Mitt Romney’s recent threat to eliminate the NEA, along with other useless government programs like Amtrak, PBS, and Obama’s healthcare reform, got me thinking: is threatening to cut the NEA, with its measly $155 million budget, actually a good political move? Why does America seem to hate its artists?
One clue lies in the political groups that would be affected by such a cut. To figure out whether the funding on the block would have gone to red states or blue states, I broke down the grants the NEA has awarded through 2012 so far by state, and compared them to both census data and poll projections from FiveThirtyEight, the election metrics blog run by statistician Nate Silver that successfully called every state but one (Indiana) in the 2008 election.
Some of the results are unsurprising. First, states that lean Democrat (those that poll below 47% for Mitt Romney) got the bulk of NEA grants, averaging about $0.44 per capita annually (compared to a national average of $0.34). We probably could have guessed that, since art tends to live in urban centers, and urban centers vote Democrat. Eliminating the NEA, then, would disproportionately affect Romney’s enemies, which is just good politics.
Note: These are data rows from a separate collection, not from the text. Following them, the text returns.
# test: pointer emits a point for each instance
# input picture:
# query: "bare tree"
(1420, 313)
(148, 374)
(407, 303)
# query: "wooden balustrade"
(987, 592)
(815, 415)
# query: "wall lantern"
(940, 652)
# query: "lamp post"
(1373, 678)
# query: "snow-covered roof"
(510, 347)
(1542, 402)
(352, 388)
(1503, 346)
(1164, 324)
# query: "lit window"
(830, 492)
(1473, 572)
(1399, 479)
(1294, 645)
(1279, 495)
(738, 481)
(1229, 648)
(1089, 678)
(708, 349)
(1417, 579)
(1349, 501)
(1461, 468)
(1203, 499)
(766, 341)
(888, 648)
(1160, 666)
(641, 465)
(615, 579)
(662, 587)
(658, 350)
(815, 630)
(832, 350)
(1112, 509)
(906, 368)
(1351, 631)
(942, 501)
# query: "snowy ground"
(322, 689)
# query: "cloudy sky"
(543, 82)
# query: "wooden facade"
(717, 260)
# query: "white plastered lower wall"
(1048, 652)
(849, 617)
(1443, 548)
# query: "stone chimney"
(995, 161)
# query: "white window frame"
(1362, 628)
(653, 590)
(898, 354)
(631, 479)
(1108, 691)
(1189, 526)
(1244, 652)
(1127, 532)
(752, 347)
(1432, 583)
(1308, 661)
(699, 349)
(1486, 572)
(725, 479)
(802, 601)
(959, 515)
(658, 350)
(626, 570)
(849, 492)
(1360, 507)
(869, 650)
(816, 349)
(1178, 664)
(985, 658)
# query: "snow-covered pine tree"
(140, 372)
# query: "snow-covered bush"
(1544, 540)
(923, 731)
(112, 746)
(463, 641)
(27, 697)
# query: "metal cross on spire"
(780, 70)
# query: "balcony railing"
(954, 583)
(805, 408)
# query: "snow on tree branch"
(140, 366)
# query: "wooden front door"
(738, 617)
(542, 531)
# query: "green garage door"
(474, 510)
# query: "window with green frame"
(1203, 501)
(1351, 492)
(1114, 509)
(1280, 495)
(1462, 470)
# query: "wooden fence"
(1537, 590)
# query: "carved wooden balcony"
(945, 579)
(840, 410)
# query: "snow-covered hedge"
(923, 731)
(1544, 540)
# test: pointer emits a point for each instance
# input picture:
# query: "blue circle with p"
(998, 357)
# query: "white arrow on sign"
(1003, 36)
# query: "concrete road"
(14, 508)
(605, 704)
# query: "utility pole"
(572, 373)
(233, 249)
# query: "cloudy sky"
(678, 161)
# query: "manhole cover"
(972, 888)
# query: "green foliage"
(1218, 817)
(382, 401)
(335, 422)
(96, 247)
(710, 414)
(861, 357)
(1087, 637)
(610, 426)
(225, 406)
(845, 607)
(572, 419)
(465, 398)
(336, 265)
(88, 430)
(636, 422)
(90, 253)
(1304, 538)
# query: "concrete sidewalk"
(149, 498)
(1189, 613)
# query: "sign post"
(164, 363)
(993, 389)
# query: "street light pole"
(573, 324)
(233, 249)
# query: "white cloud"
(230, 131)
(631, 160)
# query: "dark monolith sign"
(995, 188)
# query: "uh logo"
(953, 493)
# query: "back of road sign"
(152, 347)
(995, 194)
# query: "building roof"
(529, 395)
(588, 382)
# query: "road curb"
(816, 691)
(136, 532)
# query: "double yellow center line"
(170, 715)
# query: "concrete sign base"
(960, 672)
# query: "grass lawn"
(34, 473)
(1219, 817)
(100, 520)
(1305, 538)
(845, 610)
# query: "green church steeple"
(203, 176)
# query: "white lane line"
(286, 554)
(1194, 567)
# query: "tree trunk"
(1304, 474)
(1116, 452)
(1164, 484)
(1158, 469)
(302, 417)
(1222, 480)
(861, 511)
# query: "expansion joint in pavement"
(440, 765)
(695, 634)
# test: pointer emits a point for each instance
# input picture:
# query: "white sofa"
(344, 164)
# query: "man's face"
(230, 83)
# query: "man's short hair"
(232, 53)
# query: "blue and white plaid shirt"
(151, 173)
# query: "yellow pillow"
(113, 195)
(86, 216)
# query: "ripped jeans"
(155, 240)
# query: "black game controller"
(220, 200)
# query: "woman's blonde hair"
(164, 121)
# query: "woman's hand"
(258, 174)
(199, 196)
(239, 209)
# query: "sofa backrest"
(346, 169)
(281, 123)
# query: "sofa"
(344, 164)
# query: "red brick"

There are also a few kinda-surprising results, like the fact that big rural states in the Mountain West and Great Plains, which have been shown to take more money in general from the government than they pay in taxes, are also relatively overfunded in the arts: Wyoming, North Dakota, South Dakota, and Montana all sit above $1.00 per capita for the year so far; Idaho, Utah, Colorado and Nebraska are well above the national average.
The real good news for Romney, though, is that swing states—which I’m defining as states FiveThirtyEight projects as between 47% and 53% in favor of Romney—receive, on average, less funding than either red or blue states. The average swing state has received just $0.25 per capita in grants this year, and some of the least-funded states are also the most important politically: Florida, under noted funding-refuser Rick Scott, is second-to-last in the nation at $0.11 a head, and Ohio is right behind it at $0.14. Pennsylvania, Wisconsin, Virginia, Iowa, and North Carolina get short shrift, too. For Romney, that means threatening to cut the NEA has little effect on the voters that matter, who don’t see its benefits anyway, while giving him a nifty talking point for the any-government-is-bad-government crowd he’s trying to rally. For the rest of us, that means the voters potentially deciding the fate of arts funding in this country have probably never seen arts funding in this country, and have every excuse to believe it’s useless.
That raises the question: why isn’t expanding arts funding a goal for the Democrats? If artists generally vote blue, it should be politically advantageous to attract artists to electorally important states like Florida and Ohio. It wouldn’t even need to be so obvious; simply expanding the provisions for per-capita spending-equality between the states, which are already built into the NEA’s structure, would accomplish much of the work of bringing these underserved states up to the national average. In Florida, the national average would mean three times as much arts funding. And shouldn’t more grantees mean more voters with a good reason to support the NEA?
Unfortunately, it seems like it doesn’t quite work that way. Paul DiMaggio and Becky Pettit, two sociologists at Princeton, conducted a study in the late 90s that brought together much of the information we have about people’s opinions on the arts. They found—and subsequent studies confirmed—that while the majority of Americans support the arts, they aren’t as motivated as a hard core of “fifteen to twenty percent of the public” who really, really don’t:
But Americans’ attitudes toward government arts programs are considerably more ambivalent. Support for some form of public spending on the arts is substantial—about two thirds of U.S. adults—and has been remarkably stable throughout sharp fluctuations in the NEA’s political fortunes. But evidence also suggests that people are somewhat more supportive of local or state than of federal programs and of aid to museums and libraries than of assistance for artists. Moreover, whereas support for federal government aid to the arts is broad but shallow, about fifteen to twenty percent of the public have opposed federal arts programs with fierce conviction. Over the past decade, by attacking the NEA at its most vulnerable points, the right has created a powerful, if small, coalition of Christian conservatives and Republican partisans committed to ending thirty years of federal support for the arts. What the Endowment’s enemies have been unable to win in the court of public opinion, they have won (in large measure) in the stadium of political strategy.
The problem is that most voters, while generally supportive of the idea of having some arts funding around, don’t rank federal funding for the arts as a major issue on the same scale as, say, social security, immigration, or the economy. And who could blame them? I wouldn’t care much about 34 cents a head, either. But now that Mitt Romney has made those thirty-four cents a talking point, why shouldn’t the president continue to differentiate himself? He’s unlikely to convert any of the small-government true believers by equivocating, and the states most in need of funding increases are also the states most crucial for a win in November.
Pundits on both the left and the right agree that the choice of Paul Ryan as Mitt Romney’s running mate turned this election into a referendum on the proper size of government. But for the arts, it’s an uneven threat: you can vote Romney and get drastic cuts, or vote Obama and get the status quo. Hey, Barack: throw us a bone! It might even help you out.